The meaning of life? “To defeat the enemy, see him run before you, and hear the lamentations of the women,” as Conan the Barbarian once put it. Japanese semiconductor companies, French vintners, U.S. congressmen, venture capitalists, Wall Street bankers–there are many things in this world worth vanquishing, and T.J. seems to have vanquished every one of them. A year or so ago, a nun from the Order of St. Francis sent a letter to American corporate chiefs, complaining that women and minorities were insufficiently represented on their boards. When T.J. received the letter he went apeshit: That night he dictated a six-page memo attacking the nun as not merely stupid but also immoral. After all, what was she proposing? That he take his mind off winning! T.J. mass-mailed what he calls “my nun letter” to every Cypress shareholder. Soon enough the fracas was on the front page of the Wall Street Journal, and T.J. was onstage at Stanford University, debating the nun. “She got blown away,” he reports. He has received more than a thousand letters about the episode, he says, and more than 90 percent have been favorable. The only group of Americans who have disapproved of T.J. stomping on a nun, T.J. says, are other nuns. “I got 13 letters from nuns,” he says. “One hundred percent unfavorable.”

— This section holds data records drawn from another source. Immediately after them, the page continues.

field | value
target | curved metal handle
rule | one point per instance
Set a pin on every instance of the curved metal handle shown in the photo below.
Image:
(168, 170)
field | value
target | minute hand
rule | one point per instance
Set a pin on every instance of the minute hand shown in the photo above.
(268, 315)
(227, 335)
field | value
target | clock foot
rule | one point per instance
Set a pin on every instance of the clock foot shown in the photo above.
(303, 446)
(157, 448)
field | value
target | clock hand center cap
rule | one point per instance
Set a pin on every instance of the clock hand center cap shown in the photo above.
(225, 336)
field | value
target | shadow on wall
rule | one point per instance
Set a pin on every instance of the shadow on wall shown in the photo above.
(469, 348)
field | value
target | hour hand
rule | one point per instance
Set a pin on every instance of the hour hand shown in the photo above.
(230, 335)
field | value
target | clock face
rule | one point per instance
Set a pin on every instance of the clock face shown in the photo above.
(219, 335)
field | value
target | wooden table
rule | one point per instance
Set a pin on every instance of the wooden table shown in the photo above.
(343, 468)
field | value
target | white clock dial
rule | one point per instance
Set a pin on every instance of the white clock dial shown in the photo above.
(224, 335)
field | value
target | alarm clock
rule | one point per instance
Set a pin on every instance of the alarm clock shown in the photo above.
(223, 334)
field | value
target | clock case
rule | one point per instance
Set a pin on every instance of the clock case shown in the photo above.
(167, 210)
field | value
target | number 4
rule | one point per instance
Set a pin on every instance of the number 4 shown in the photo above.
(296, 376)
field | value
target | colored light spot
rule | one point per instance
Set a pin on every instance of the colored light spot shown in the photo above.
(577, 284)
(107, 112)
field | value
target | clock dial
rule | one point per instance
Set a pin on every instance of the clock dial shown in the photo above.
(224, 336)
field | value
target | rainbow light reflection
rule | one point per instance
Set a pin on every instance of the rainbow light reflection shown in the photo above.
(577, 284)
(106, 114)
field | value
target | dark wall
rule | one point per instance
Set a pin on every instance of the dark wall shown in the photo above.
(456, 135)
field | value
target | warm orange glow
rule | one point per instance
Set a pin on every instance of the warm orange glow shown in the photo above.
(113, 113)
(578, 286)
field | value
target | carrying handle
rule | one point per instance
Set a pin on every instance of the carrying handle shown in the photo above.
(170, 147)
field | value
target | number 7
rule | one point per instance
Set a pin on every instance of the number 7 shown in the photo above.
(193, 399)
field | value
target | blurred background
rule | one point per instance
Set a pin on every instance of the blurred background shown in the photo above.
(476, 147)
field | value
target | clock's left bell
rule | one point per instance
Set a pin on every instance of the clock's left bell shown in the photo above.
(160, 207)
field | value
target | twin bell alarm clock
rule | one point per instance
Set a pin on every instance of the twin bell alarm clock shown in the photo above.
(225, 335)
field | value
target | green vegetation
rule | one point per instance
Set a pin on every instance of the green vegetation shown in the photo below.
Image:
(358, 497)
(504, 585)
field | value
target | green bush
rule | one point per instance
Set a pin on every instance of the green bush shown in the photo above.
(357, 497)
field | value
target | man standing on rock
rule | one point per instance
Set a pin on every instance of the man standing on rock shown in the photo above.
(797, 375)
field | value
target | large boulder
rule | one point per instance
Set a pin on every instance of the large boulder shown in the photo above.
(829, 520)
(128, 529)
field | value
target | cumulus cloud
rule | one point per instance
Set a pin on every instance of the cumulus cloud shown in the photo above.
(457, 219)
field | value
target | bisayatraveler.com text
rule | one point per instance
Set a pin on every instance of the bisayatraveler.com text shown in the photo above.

But the hottest war T.J. is currently fighting is against a few fellow Silicon Valley entrepreneurs who have turned their backs on the Cult of Individualism. Of these, the most noxious are a small cadre that has recently cozied up to Bill Clinton. In T.J.’s mind, people who suck up to politicians are usually looking for pork. And people who are looking for pork are afraid to compete honestly. And people who are afraid to compete honestly are natural-born losers. “For years, I’ve said that there are two men who, if they don’t fail in business, will invalidate my theory of life,” he says. “One is Gil Amelio [former CEO of Apple]. The other is Ed McCracken [CEO of Silicon Graphics]. Amelio flamed out last January. I’m waiting for McCracken.” McCracken has been a prominent supporter of Bill Clinton.

There are those in the valley who tell you that T.J.’s attitude toward his fellow man lacks compassion. But a lot of people who kick and claw their way to the top lack compassion. What sets T.J. apart is that T.J. is willing to stand up and say compassion is for sissies. His lack of hypocrisy will no doubt cost him a crowd at his funeral, but for now it heightens the pleasure he gets from watching his enemies die a horrible death.

Two days after T.J. delivered his curse, Silicon Graphics fired Ed McCracken.